Sur le plan des prévisions économiques, les avis sont partagés dans l'évaluation des impacts qu'a ou pourrait avoir le SRAS. Gilles Soucy, directeur des services économiques au Mouvement Desjardins, a souligné qu'il y a peu de données solides permettant d'établir un diagnostic à l'heure actuelle. Il s'appuie donc sur deux expériences récentes, soit le verglas de 1998 et les actes terroristes du 11 septembre 2001. Dans les deux cas, on a constaté à court terme certains impacts négatifs, mais sans conséquences réelles sur la performance de l'économie.

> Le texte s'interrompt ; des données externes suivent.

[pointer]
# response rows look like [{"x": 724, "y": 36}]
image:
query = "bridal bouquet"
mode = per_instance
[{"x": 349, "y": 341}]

Selon lui, ce sera probablement la même chose avec le SRAS. Il n'y aura pas d'impacts négatifs durables pour l'ensemble du Canada, même pas pour l'Ontario. Il pose évidemment l'hypothèse qu'on aura trouvé une solution à ce problème, notant que la grippe cause en somme plus de décès que le SRAS. En ce qui concerne la position de la Banque du Canada, M. Soucy fait valoir que la décision de retarder la hausse du taux directeur ne dépend pas du tout du SRAS à Toronto mais plutôt des incertitudes de l'économie américaine et des pertes d'emplois qui incitent les ménages à moins dépenser.

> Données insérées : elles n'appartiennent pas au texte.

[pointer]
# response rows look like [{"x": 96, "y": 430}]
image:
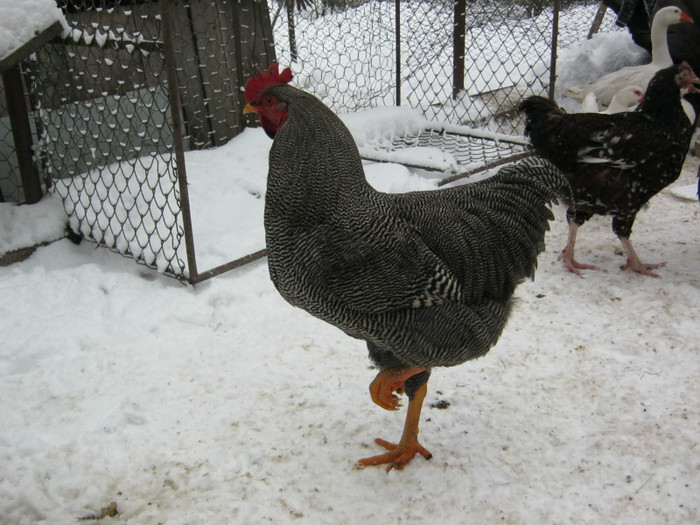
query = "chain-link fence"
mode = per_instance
[{"x": 117, "y": 102}]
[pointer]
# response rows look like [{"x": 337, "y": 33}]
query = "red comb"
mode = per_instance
[{"x": 259, "y": 81}]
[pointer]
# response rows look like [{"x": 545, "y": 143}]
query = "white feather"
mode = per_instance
[{"x": 606, "y": 87}]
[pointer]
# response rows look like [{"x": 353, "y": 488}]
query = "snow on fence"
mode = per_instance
[{"x": 136, "y": 83}]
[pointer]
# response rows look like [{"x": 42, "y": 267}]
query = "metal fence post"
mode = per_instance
[
  {"x": 458, "y": 39},
  {"x": 176, "y": 114}
]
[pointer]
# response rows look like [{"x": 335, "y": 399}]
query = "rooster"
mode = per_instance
[
  {"x": 425, "y": 278},
  {"x": 616, "y": 163}
]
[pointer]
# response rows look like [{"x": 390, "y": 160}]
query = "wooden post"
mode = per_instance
[{"x": 22, "y": 134}]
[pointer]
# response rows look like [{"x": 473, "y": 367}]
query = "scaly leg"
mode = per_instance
[
  {"x": 567, "y": 254},
  {"x": 633, "y": 262},
  {"x": 399, "y": 454}
]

D'ailleurs, dans une étude publiée hier, l'OCDE donne raison à MM. Dodge et Soucy en prévoyant que la Banque du Canada devra augmenter ses taux d'intérêt cette année pour éviter une surchauffe de l'économie et une poussée de l'inflation. M. Soucy constate que le SRAS, du moins jusqu'à maintenant, n'a provoqué aucun ralentissement de la production industrielle, même pas dans la région métropolitaine de Toronto.

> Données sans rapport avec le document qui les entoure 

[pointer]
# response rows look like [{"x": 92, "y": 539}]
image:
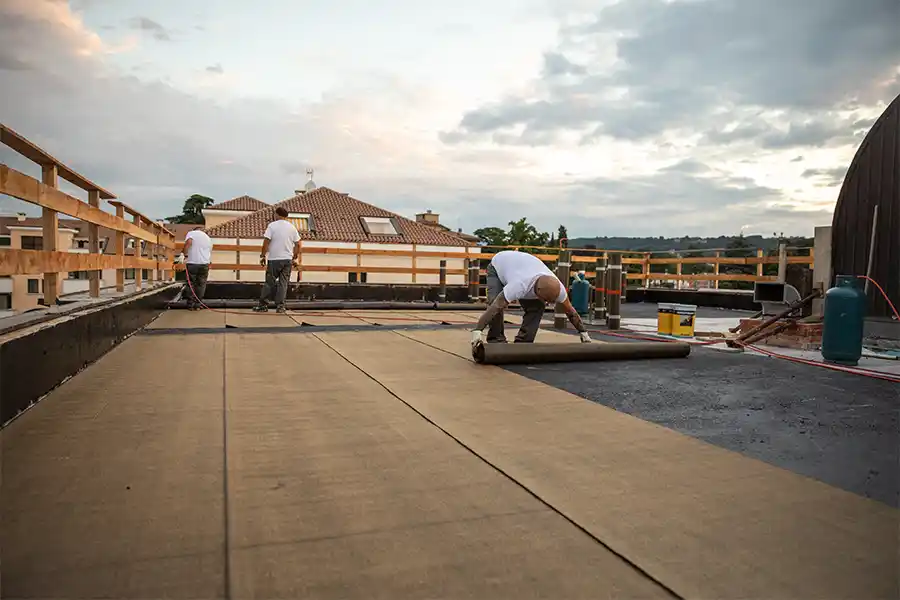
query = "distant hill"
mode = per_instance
[{"x": 663, "y": 244}]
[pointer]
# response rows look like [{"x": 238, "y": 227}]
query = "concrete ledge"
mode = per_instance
[
  {"x": 35, "y": 360},
  {"x": 734, "y": 300}
]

Évidemment, il y a des impacts sectoriels qui sont loin d'être négligeables. Le tourisme d'abord, l'aviation et la restauration ensuite. On n'a pas encore de statistiques à ce sujet, mais les dégâts sont visibles à l'oeil nu, pas seulement à Toronto mais un peu partout, y compris au Québec.
Pour ce qui est de l'aviation, une société comme Air Canada, qui avait déjà un lot énorme de difficultés, doit composer avec ce nouveau malheur. En mars dernier, Air Canada avait enregistré une baisse de 10,1 % de ses passagers-milles payants par rapport à mars 2002. Malgré une baisse de la capacité de
5,5 %, le transporteur a néanmoins affiché un coefficient d'occupation de 74,3 %, comparativement à
78,1 % un an plus tôt.
Le 9 avril, la société annonçait une réduction de sa capacité de 12 % en avril et de 16 % en mai afin de mieux adapter l'offre à la demande. Mais avec l'évolution de la situation causée par le SRAS, Air Canada devra refaire ses calculs et procéder à de nouveaux ajustements.